2) data information is presented in a variety of ways
We need to determine the information to be drawn first.Dimension. For example, in the preceding video, the six information dimensions are displayed. In the S & P 500 plot, we only present information of two dimensions, time and index. If there are few information dimensions in the image, the chart will be easier to understand. If there are many information dimensions, the chart will be more complex, but it is easier to reflect the relationship between multiple variables.
Each information dimension requiresCoordinatesTo represent the value of data in this dimension. In the Hans Rosling plot, the six coordinates are horizontal X axis, vertical Y axis, circle color, circle size, the time corresponding to the animation frame, and the country name indicated by the text. These six dimensions are independent of each other, so they can reflect the values of each dimension without interference. Then compare the bar chart and pie chart below. They all reflect two-dimensional information. The bar chart adopts the coordinates of x-y. The pie chart adopts the coordinates of the text-circle angle.
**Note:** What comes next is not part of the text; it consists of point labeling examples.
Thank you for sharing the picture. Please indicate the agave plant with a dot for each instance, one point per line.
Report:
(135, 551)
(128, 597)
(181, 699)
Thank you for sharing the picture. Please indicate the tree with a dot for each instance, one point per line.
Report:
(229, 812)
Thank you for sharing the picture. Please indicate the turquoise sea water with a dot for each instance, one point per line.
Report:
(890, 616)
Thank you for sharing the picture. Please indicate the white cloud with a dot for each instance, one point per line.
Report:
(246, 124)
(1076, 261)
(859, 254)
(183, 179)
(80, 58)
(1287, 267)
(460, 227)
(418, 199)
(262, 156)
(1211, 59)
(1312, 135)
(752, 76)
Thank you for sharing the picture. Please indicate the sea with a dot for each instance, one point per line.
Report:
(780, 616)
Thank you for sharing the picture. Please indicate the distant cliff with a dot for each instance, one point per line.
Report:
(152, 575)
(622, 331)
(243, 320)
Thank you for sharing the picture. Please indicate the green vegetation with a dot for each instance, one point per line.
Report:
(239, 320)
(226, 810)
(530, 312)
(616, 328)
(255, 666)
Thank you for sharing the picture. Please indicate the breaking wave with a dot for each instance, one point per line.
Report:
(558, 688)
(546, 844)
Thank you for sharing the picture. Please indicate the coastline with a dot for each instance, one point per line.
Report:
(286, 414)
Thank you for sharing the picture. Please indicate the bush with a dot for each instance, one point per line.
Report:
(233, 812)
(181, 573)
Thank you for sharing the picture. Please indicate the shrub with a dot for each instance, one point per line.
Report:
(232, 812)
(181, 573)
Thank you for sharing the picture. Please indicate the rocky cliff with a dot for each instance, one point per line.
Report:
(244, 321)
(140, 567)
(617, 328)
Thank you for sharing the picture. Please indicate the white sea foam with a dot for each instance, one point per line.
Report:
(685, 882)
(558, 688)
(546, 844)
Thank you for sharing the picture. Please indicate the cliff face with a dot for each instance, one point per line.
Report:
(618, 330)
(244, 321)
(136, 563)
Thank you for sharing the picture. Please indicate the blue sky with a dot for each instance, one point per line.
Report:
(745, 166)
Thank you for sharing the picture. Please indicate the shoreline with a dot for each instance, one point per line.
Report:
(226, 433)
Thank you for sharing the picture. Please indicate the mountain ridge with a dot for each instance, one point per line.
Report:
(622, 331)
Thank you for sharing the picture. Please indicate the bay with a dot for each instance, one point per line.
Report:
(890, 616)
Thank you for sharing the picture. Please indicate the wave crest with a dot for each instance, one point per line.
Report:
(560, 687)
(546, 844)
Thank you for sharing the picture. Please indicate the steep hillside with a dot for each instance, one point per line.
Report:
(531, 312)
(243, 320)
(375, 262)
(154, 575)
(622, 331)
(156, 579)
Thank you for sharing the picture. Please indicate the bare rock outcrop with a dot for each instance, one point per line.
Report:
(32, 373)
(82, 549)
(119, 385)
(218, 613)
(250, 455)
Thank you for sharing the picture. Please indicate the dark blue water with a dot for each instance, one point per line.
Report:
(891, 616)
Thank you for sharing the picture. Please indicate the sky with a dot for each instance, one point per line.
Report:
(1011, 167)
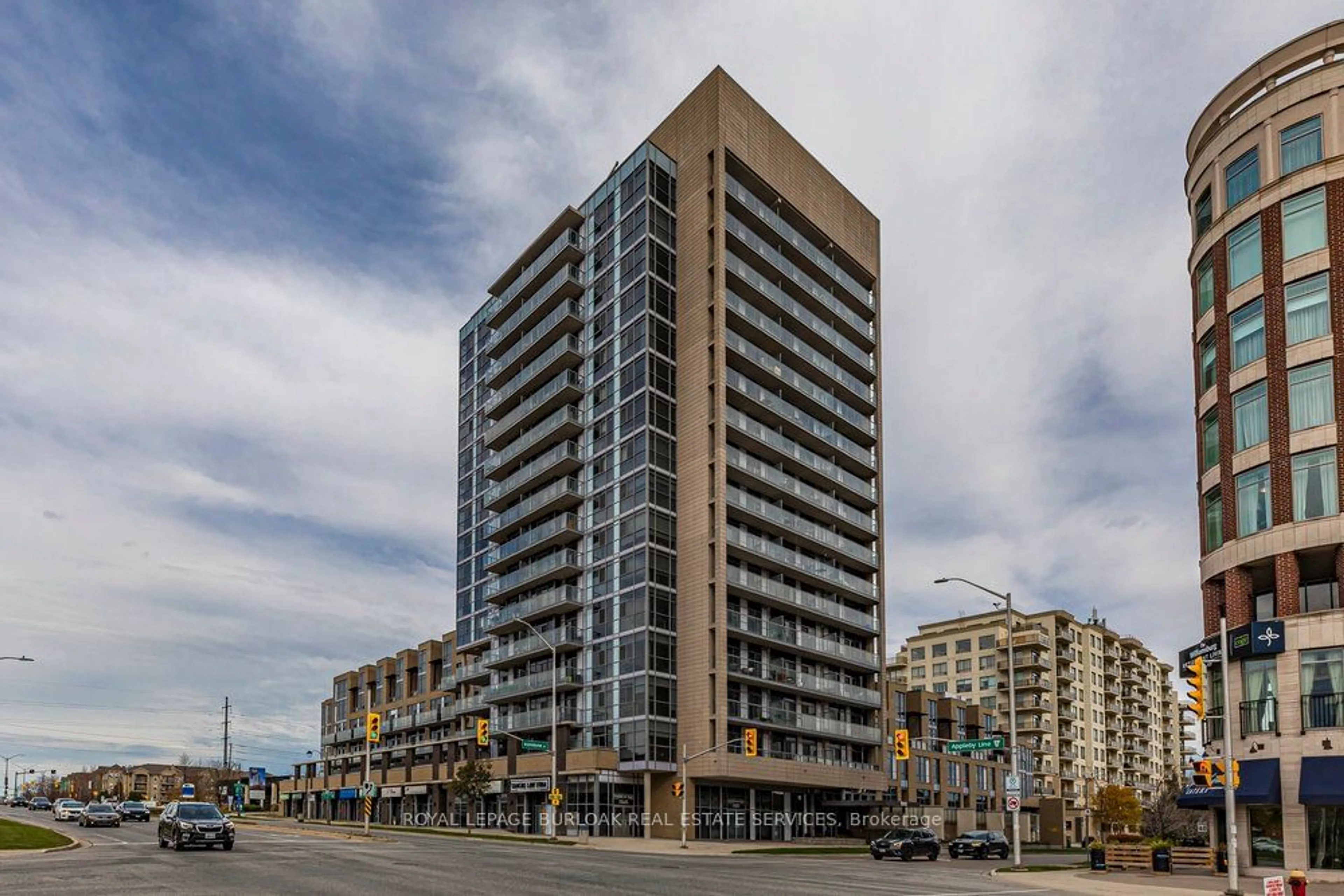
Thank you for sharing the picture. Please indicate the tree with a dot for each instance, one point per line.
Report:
(470, 784)
(1115, 808)
(1166, 820)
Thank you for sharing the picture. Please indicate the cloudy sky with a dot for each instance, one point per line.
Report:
(238, 240)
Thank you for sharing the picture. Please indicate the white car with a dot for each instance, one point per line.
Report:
(68, 809)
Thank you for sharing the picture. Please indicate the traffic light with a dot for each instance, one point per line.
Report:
(901, 743)
(1195, 679)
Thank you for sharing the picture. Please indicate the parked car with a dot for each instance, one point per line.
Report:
(68, 811)
(134, 811)
(979, 844)
(194, 824)
(905, 844)
(100, 814)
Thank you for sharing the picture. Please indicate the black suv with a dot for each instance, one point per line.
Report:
(194, 825)
(905, 844)
(979, 844)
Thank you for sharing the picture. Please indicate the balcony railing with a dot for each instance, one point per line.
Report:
(791, 235)
(799, 312)
(815, 498)
(1260, 717)
(800, 527)
(802, 563)
(795, 639)
(814, 461)
(803, 600)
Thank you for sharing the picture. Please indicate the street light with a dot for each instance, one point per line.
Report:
(1013, 704)
(555, 715)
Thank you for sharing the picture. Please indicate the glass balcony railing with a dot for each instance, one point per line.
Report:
(568, 275)
(799, 418)
(570, 238)
(803, 350)
(803, 600)
(807, 387)
(791, 235)
(795, 639)
(802, 280)
(815, 498)
(569, 344)
(562, 417)
(795, 310)
(787, 446)
(566, 487)
(804, 682)
(802, 527)
(802, 563)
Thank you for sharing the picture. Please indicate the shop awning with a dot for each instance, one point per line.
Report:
(1260, 786)
(1322, 782)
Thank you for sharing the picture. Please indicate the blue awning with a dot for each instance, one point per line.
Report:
(1260, 786)
(1322, 782)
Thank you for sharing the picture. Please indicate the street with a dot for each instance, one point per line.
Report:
(279, 862)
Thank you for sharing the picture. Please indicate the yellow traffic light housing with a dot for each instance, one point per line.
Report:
(1195, 679)
(901, 743)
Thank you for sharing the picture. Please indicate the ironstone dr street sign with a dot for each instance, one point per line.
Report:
(971, 746)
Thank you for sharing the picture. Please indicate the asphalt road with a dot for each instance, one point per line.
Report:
(277, 862)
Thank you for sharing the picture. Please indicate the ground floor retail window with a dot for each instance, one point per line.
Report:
(1326, 836)
(1267, 836)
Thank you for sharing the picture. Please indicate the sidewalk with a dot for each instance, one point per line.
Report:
(1086, 883)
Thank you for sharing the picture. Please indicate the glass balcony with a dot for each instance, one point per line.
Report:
(792, 637)
(564, 352)
(803, 350)
(530, 312)
(554, 531)
(800, 418)
(565, 422)
(562, 563)
(847, 481)
(802, 565)
(799, 278)
(565, 457)
(816, 605)
(536, 719)
(799, 312)
(565, 319)
(802, 722)
(792, 679)
(861, 422)
(566, 242)
(796, 526)
(791, 235)
(565, 387)
(816, 499)
(557, 496)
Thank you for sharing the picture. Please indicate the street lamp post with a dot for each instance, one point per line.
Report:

Each coordinate must haveScale. The reader must obtain the exact value of the Data Based on the scale. Scales can increase uniformly or unevenly (for example, the log scales ). The scale selection depends on the data features. If the values of different data samples vary greatly in a certain dimension, this method is applicable to the logarithm value. For example, the XKCD 1162 image below shows the negative effects of not using a logarithm scale.
Log scale (XKCD 1162)
In addition, the scale also needs to haveRange. As we mentioned in the S & P 500 plot, a large scale range reduces the visual fluctuation. A common scale range is the maximum and minimum values of data in this dimension. However, in some cases, the maximum and minimum values may be unreliable data due to incorrect conditions, so the range of mean addition and subtraction standard deviation is adopted.
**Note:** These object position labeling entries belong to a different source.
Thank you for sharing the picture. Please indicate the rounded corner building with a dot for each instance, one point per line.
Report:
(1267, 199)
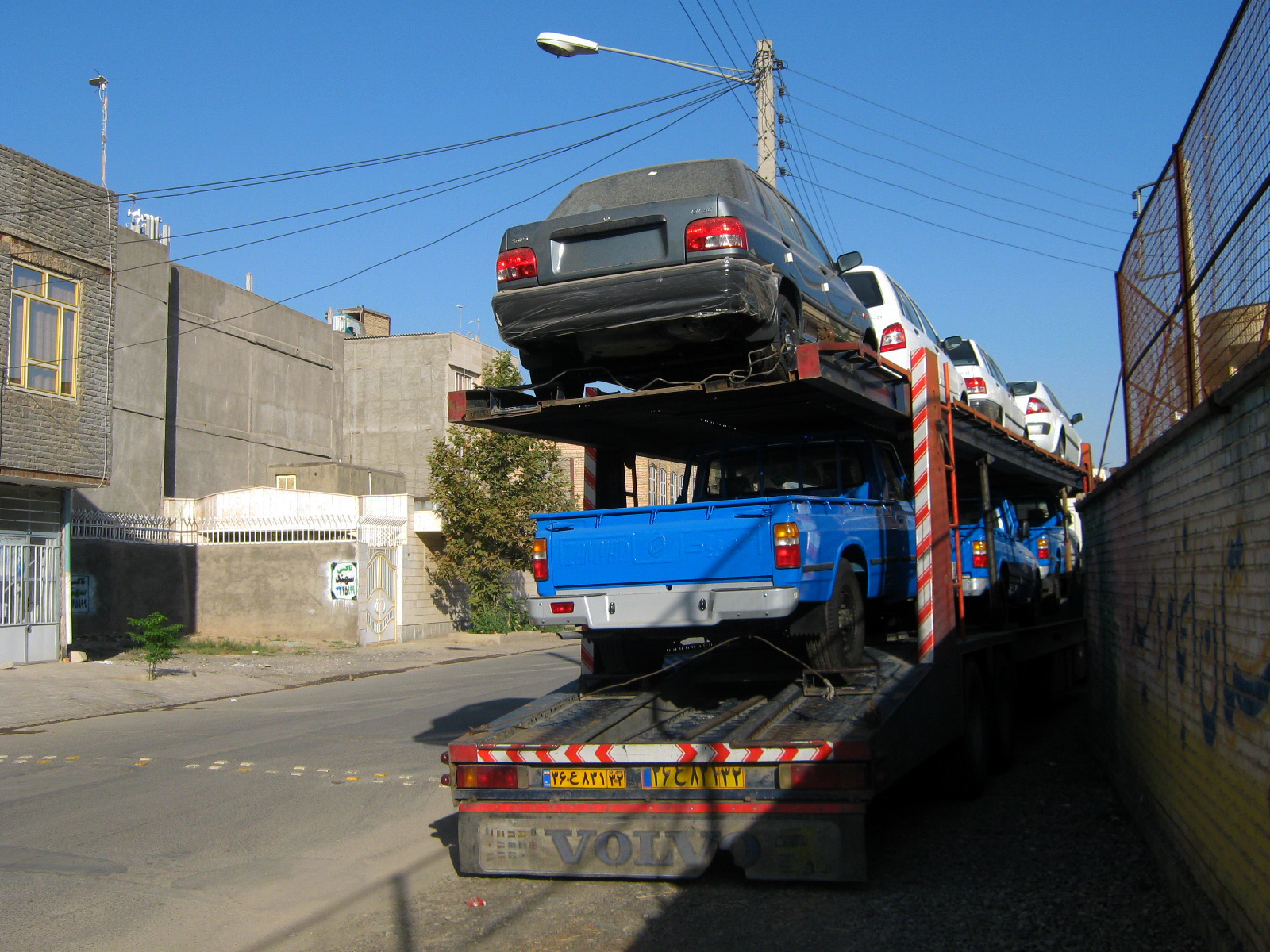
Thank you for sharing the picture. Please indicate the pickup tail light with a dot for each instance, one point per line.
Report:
(518, 263)
(854, 776)
(710, 234)
(1037, 406)
(540, 560)
(893, 338)
(789, 546)
(487, 777)
(979, 554)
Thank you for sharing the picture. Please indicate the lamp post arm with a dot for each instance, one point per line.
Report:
(745, 79)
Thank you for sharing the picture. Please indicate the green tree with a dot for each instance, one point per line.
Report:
(156, 636)
(487, 486)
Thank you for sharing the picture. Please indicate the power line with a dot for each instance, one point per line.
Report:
(959, 162)
(958, 135)
(956, 184)
(968, 234)
(964, 207)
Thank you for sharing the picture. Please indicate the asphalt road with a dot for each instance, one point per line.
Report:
(215, 825)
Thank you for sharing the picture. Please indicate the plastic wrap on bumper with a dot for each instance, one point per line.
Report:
(728, 286)
(658, 607)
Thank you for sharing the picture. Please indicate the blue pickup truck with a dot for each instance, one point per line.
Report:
(785, 539)
(1018, 569)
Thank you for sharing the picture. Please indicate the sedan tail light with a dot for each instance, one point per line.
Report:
(789, 547)
(516, 264)
(541, 573)
(709, 234)
(893, 338)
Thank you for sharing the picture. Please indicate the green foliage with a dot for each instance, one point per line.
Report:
(156, 636)
(487, 486)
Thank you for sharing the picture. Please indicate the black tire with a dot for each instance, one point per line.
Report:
(842, 644)
(1001, 725)
(964, 765)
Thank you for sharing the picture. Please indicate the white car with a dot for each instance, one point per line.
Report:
(899, 327)
(1049, 425)
(986, 384)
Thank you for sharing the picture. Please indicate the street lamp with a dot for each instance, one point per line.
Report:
(761, 78)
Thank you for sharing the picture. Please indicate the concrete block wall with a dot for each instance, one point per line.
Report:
(1178, 571)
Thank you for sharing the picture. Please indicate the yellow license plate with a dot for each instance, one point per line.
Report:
(584, 777)
(695, 777)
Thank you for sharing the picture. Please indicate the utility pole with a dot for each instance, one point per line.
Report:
(765, 92)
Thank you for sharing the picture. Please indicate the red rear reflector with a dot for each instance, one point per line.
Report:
(709, 234)
(482, 776)
(825, 776)
(893, 338)
(516, 264)
(789, 547)
(540, 560)
(1037, 406)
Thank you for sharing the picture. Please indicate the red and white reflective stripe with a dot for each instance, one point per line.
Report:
(654, 754)
(922, 447)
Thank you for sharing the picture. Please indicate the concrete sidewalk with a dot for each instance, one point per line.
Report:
(48, 693)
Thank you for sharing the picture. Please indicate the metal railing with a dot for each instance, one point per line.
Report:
(1194, 282)
(156, 530)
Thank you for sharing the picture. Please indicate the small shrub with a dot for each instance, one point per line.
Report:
(156, 636)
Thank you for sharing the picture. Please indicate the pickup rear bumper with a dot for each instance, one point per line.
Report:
(666, 607)
(667, 296)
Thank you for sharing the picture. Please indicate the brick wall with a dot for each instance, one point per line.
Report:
(52, 220)
(1178, 566)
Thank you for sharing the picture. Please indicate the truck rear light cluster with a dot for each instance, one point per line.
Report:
(893, 338)
(540, 560)
(518, 263)
(487, 777)
(854, 776)
(979, 554)
(710, 234)
(789, 546)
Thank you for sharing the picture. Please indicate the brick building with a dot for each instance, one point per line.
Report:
(56, 262)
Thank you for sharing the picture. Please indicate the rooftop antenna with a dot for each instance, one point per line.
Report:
(99, 82)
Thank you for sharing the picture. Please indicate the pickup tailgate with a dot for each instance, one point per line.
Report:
(658, 545)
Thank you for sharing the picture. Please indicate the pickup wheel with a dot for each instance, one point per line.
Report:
(842, 645)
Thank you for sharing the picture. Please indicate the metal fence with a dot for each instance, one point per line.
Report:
(156, 530)
(1194, 283)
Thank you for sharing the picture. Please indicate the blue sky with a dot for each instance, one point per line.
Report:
(213, 92)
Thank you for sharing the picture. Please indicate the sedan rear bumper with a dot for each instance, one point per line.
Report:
(660, 607)
(683, 292)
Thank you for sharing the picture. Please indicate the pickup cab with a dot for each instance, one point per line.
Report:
(780, 539)
(1018, 568)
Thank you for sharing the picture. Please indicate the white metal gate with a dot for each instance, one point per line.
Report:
(31, 598)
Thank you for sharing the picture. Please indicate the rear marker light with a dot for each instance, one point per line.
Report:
(540, 560)
(825, 776)
(484, 777)
(516, 264)
(893, 338)
(789, 547)
(710, 234)
(979, 554)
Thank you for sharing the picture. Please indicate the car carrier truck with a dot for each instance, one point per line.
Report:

After the dimensions and scales are selected, you need to move them to the coordinate axis.AnnotationWhat is this dimension, the unit of the dimension, and on the coordinate axisScale value. In this way, we can complete the information of the data in this dimension. A data drawing with coordinate axes and scales but not labeled is a failed drawing. Readers cannot find out the real status of the data.
(In the Hans Rosling plot, information in two dimensions is incomplete: total population and country name)
After completing the preceding steps, we need to further describeData Source. We can add text instructions to achieve this (for example, adding a title ).
Summary
Data visualization is very interesting. It uses technical means to make boring data lively and cute. With the advent of the big data era and the development of network communication, data visualization will become a skill worth mastering. This articleArticleI used a great video to illustrate some key points of data visualization, especially the information dimension. I will introduce some commonly used plotting tools in the future to turn theory into practice.